Here is the range of available options, from cheapest and most reasonable to most risky and profligate:

  1. Most obviously, purchase the same diesel passenger locomotive that almost every passenger rail operator now uses in California: the Siemens Charger, used by Amtrak, ACE and Coaster. This is a modern low-emission model that will not be outlawed, requires no R&D, and costs about $8M each.
  2. Slightly more ambitious is to purchase an upcoming version of the same Charger locomotive that will have zero emission capability to operate through densely populated areas, thanks to a bank of batteries built into a permanently coupled passenger car. This is a model known as the ALC-42E and has been ordered in large quantities by Amtrak. As a bonus, it can draw power directly from overhead wires where available. This option requires no R&D and likely costs closer to $12M each.

  3. Yet another possibility, if one accepts the idea of a seamless cross-platform transfer at San Jose Diridon, is to serve the low-ridership Gilroy branch with smaller trains that do not interline onto the peninsula rail corridor. Stadler has an existing BEMU product known as the FLIRT Akku, developed for remote branch lines in Germany that have similar ridership profiles as Gilroy. This option requires little R&D (beyond overcoming American "not invented here" syndrome and shepherding the technology through FRA approval) and likely costs about $20M per train.

  4. By far the most risky and expensive option is to apply the Akku technology to the Caltrain version of the Stadler KISS, turning it into a supersized BEMU to serve Gilroy and points beyond (Salinas, anyone?) with massively oversized 650+ seat trains. This requires new research and development to add very large batteries (likely in excess of 1 MWh) that will be lugged around as giant dead weights whenever the train operates under the wire. Adding massive batteries to the KISS EMU defeats the very purpose of this vehicle: to move huge numbers of people quickly even with lots of station stops. Costing $85M for the first example and likely north of $60M for each follow-on, this BEMU can rightly be described as "the wrong tool for the job."

You'd need at least six trains to run anything resembling a reasonable service pattern, so multiply accordingly: Caltrain is contemplating the expenditure of about 1/3 billion dollars to keep the Gilroy branch steadfastly served by steel wheels on steel rails. We all love Gilroy, but at any cost?

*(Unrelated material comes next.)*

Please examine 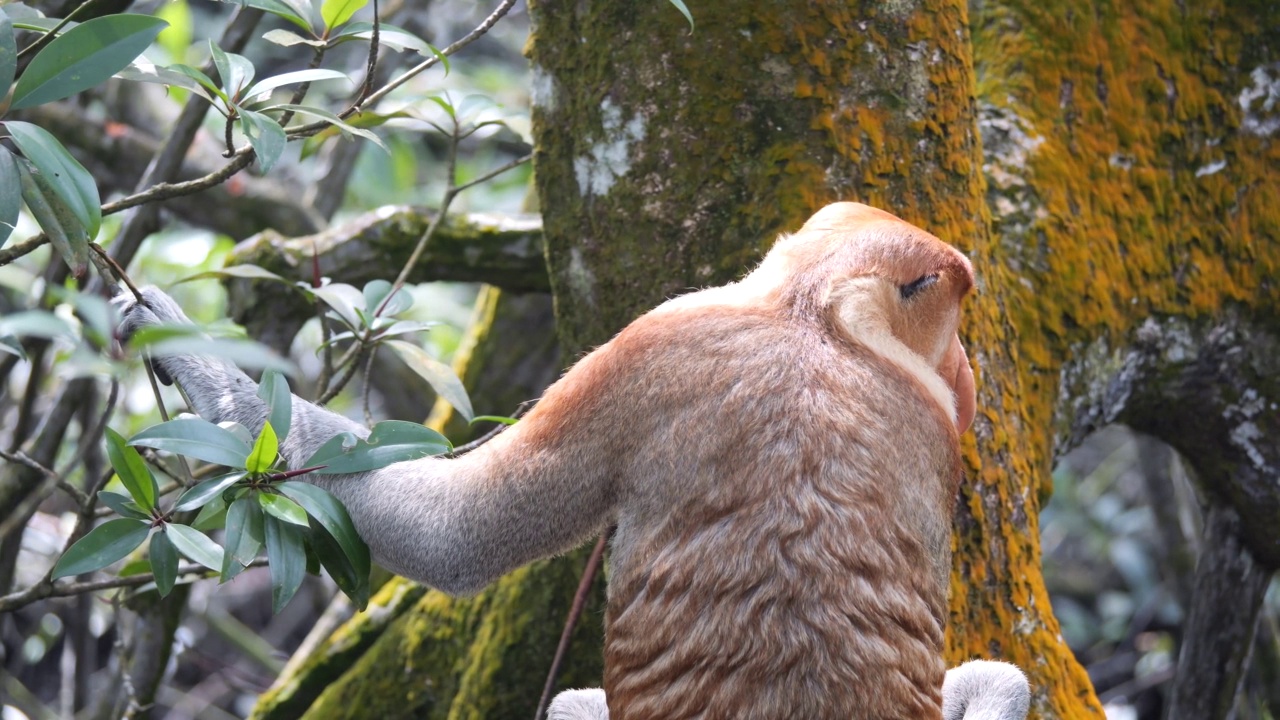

the right tool for the job
(original by Grendelkhan)
Considering that the Gilroy branch generates very little ridership (about 1% of Caltrain's total ridership before the pandemic), a better interim solution, until the HSR project electrifies the tracks, is to transfer the Gilroy branch to a mature, affordable and environmentally friendly rubber wheel technology: the express bus. This would have the added benefit of allowing Caltrain to quickly rid itself of all of its polluting and failure-prone diesel equipment by 2025, with enormous savings in operating and maintenance costs just as the agency reaches its purported "fiscal cliff." Caltrain should go 100% electric now.

Consultant Featherbedding

The root of this insanity is understandable: Caltrain has for many years retained the services of in-house vehicle consultant LTK, tasked with supporting the highly complex procurement and regulatory approval of a new fleet of electric vehicles. Now that the Stadler contract will be winding down as this new fleet enters service, these people's jobs will be finished. They desperately need to justify their continued existence, and an open-ended research and development project to send oversized bilevel BEMUs all the way to Gilroy, Salinas and beyond is the perfectly timed green-washing opportunity.

Sadly, the BEMU is an expensive solution looking for a problem.